Iron – the powerful trace element

Iron - the powerful trace element!

Iron – the powerful trace element!

Constantly tired, limp, pale and listless? Maybe there is an iron deficiency behind this. What you can do in this case and why the trace element is so important for our body.

Nature knows no iron deficiency!

Iron is the fourth most common element, found in every plant and in every animal – and therefore in every food. A person has an average of three to four grams of pure iron in their body. ” As a component of the blood pigment haemoglobin, it ensures the smooth transport of oxygen in the bloodstream. Besides blood formation, this is its most important function”, explains Professor Peter Nielsen, former head of the iron metabolism outpatient clinic at the University Hospital Hamburg. Without iron, all organs would literally “suffocate”. With a healthy metabolism, functioning intestinal activity and sufficient food intake, there is generally no need to worry about iron deficiency”, explains Prof. Nielsen. Nevertheless, according to the Gastroenterological Society of Australia, iron deficiency is still the most common nutritional deficiency in Australia. This manifests itself with symptoms such as tiredness and fatigue, lack of concentration, paleness or hair loss.

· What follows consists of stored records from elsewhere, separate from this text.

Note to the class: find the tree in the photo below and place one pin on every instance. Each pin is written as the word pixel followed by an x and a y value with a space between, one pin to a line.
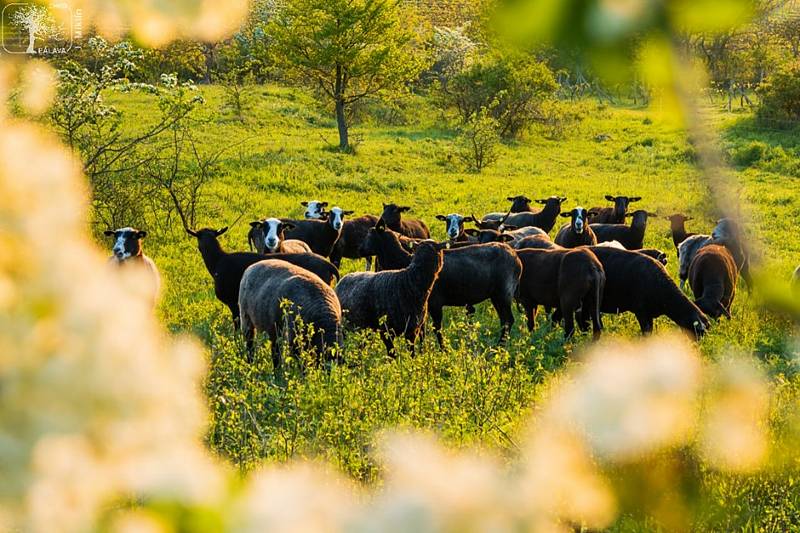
pixel 350 49
pixel 37 21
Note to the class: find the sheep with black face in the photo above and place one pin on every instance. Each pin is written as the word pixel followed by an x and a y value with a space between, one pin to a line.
pixel 127 252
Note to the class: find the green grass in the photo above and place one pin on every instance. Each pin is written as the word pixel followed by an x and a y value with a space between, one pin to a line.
pixel 476 392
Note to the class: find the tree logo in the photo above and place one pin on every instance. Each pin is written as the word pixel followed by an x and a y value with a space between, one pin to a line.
pixel 38 30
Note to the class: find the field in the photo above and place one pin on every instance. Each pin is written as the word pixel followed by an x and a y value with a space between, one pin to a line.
pixel 476 391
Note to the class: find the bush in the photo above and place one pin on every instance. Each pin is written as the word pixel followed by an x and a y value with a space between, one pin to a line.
pixel 479 141
pixel 780 97
pixel 511 88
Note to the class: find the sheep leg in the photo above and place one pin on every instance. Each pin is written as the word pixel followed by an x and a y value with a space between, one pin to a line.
pixel 436 317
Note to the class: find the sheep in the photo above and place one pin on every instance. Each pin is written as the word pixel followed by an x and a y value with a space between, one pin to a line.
pixel 314 209
pixel 354 231
pixel 470 275
pixel 712 277
pixel 655 253
pixel 641 285
pixel 544 219
pixel 519 204
pixel 577 232
pixel 400 297
pixel 613 215
pixel 268 238
pixel 454 226
pixel 677 226
pixel 686 252
pixel 631 237
pixel 227 268
pixel 320 235
pixel 264 289
pixel 410 228
pixel 565 279
pixel 127 252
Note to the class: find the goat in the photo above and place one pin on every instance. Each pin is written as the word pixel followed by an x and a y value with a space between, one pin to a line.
pixel 613 215
pixel 641 285
pixel 454 225
pixel 469 275
pixel 409 227
pixel 544 219
pixel 265 287
pixel 127 252
pixel 577 232
pixel 400 297
pixel 712 277
pixel 354 231
pixel 677 226
pixel 268 238
pixel 631 237
pixel 565 279
pixel 227 268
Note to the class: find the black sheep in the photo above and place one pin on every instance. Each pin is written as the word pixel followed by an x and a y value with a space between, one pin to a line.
pixel 392 216
pixel 470 275
pixel 712 277
pixel 613 215
pixel 394 302
pixel 631 237
pixel 227 268
pixel 564 279
pixel 577 232
pixel 641 285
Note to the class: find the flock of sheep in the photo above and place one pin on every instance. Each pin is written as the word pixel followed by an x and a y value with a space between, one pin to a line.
pixel 596 264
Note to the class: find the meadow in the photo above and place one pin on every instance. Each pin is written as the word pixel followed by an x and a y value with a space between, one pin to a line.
pixel 474 392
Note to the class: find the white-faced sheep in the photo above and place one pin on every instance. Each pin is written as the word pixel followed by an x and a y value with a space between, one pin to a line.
pixel 273 294
pixel 127 252
pixel 394 302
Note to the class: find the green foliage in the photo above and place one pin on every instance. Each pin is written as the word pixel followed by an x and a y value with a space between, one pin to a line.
pixel 350 49
pixel 511 88
pixel 780 97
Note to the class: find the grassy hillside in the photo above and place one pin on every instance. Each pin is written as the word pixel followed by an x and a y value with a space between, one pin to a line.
pixel 476 391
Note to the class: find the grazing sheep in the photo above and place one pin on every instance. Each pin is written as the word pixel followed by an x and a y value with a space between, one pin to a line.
pixel 454 226
pixel 519 204
pixel 641 285
pixel 686 252
pixel 677 225
pixel 415 229
pixel 354 231
pixel 265 287
pixel 631 237
pixel 655 253
pixel 577 232
pixel 544 219
pixel 314 209
pixel 565 279
pixel 470 275
pixel 268 237
pixel 394 302
pixel 712 277
pixel 613 215
pixel 541 242
pixel 227 268
pixel 320 235
pixel 127 252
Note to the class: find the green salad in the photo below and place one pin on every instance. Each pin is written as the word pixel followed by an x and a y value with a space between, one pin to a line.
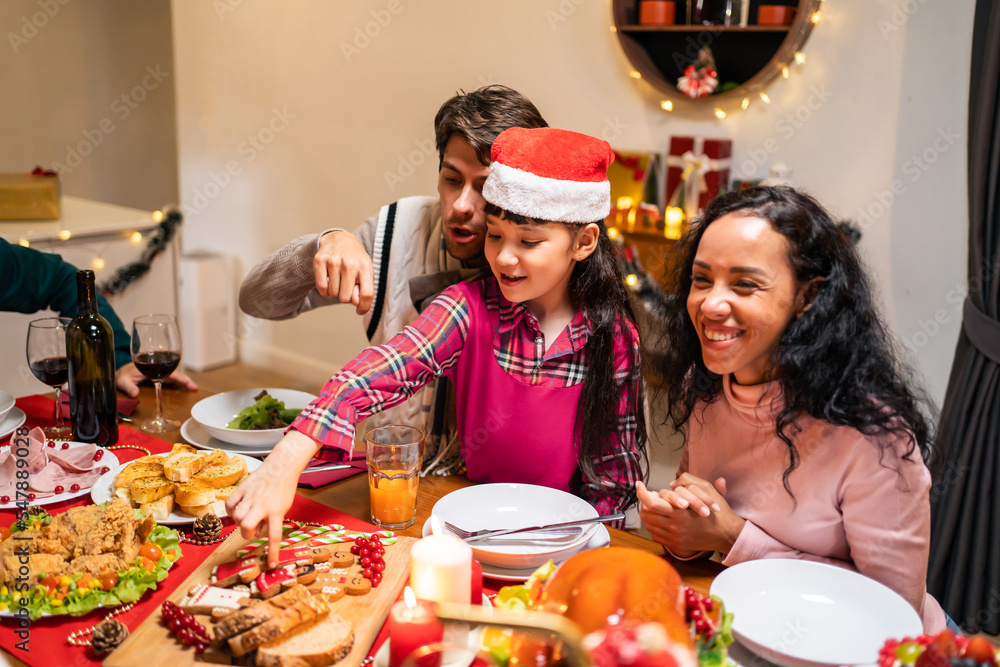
pixel 267 412
pixel 79 593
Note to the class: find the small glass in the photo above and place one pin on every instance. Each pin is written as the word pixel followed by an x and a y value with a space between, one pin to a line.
pixel 46 351
pixel 156 352
pixel 394 454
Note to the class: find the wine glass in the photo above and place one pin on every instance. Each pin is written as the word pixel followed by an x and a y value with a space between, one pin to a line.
pixel 156 352
pixel 46 350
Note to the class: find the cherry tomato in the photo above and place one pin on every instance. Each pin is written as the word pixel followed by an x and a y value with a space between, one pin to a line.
pixel 151 551
pixel 109 580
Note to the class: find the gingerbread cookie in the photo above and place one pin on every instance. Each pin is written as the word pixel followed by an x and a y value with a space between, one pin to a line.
pixel 245 570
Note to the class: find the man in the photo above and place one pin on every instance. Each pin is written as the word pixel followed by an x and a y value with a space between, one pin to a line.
pixel 31 281
pixel 405 255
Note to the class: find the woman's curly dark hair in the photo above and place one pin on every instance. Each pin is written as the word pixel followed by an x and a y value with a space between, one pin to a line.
pixel 837 362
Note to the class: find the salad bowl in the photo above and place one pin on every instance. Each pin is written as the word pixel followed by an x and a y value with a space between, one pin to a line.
pixel 215 413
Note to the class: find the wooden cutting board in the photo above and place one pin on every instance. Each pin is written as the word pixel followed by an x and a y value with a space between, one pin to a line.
pixel 152 645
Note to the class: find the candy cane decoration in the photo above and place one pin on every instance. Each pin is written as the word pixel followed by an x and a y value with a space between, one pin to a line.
pixel 291 538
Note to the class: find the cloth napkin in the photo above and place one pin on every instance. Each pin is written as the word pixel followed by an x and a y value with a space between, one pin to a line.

Symptoms of iron deficiency

Brain: impaired concentration, headache, dizziness

Ears: ringing in the ears

Eyes: pale mucous membranes of the inner eyelids

Heart: racing heart, chest pain

Lungs: difficulty breathing when exerted

Bowel: light stool

Muscles: weakness, loss of performance

Blood vessels: rapid pulse

Skin: pale, dry, dry hair, broken fingernails

Every second woman has an iron deficiency

Vegans, vegetarians and women are particularly affected. Almost every second woman in this country has an iron deficiency. This is due to menstruation. ” A woman loses up to 40 milligrams of iron every month just through her regular cycle,” explains Nielsen. In addition, the body loses one to two milligrams of iron every day, including in the form of sweat or hair loss. The daily recommended amount of iron is 10 milligrams for men, 15 milligrams for women of childbearing age, 3o milligrams for pregnant women and 20 milligrams for breastfeeding mothers.

The pitfalls of iron utilisation

Iron is a complicated trace element with treacherous opponents, “explains Prof. Nielsen. The trivalent iron found in plants is very different from the animal, bivalent iron. “Vegetable iron is less soluble and must first be converted in the small intestine using an enzyme. It can therefore only be sparsely absorbed by the body”, says Nielsen. On the other hand, significantly more of the roughly equal amounts in meat products is consumed. This is also one of the reasons why vegetarians are often iron deficient.  Risk groups such as vegetarians, pregnant women or blood donors should have their iron stores checked regularly.

How to naturally reduce or prevent iron deficiency

Vegetarians should take vitamin C in the form of fresh fruits with meals, as this improves iron absorption. Caution is advised with substances that inhibit iron absorption. These include calcium, i.e. dairy products, red wine, black tea and coffee.

Foods that are rich in iron

The typical western mixed diet contains 6 milligrams of iron per 1000 calories.

  • Pork liver contains a particularly large amount of the trace element (22 milligrams per 100 grams).
  • Turkey meat contains 3, beef 2.9 and pork 2.5 milligrams per 100 grams.
  • Wheat bran (16mg), pumpkin seeds (12mg) and spinach (3.5mg) are also rich in iron.
  • Legumes, such as lentils, white beans, and peas, contain an average of 5 to 6 milligrams of iron per 100 grams.
  • Spices such as cardamom, parsley, cinnamon, ginger, sesame seeds, thyme and green mint are also high in iron.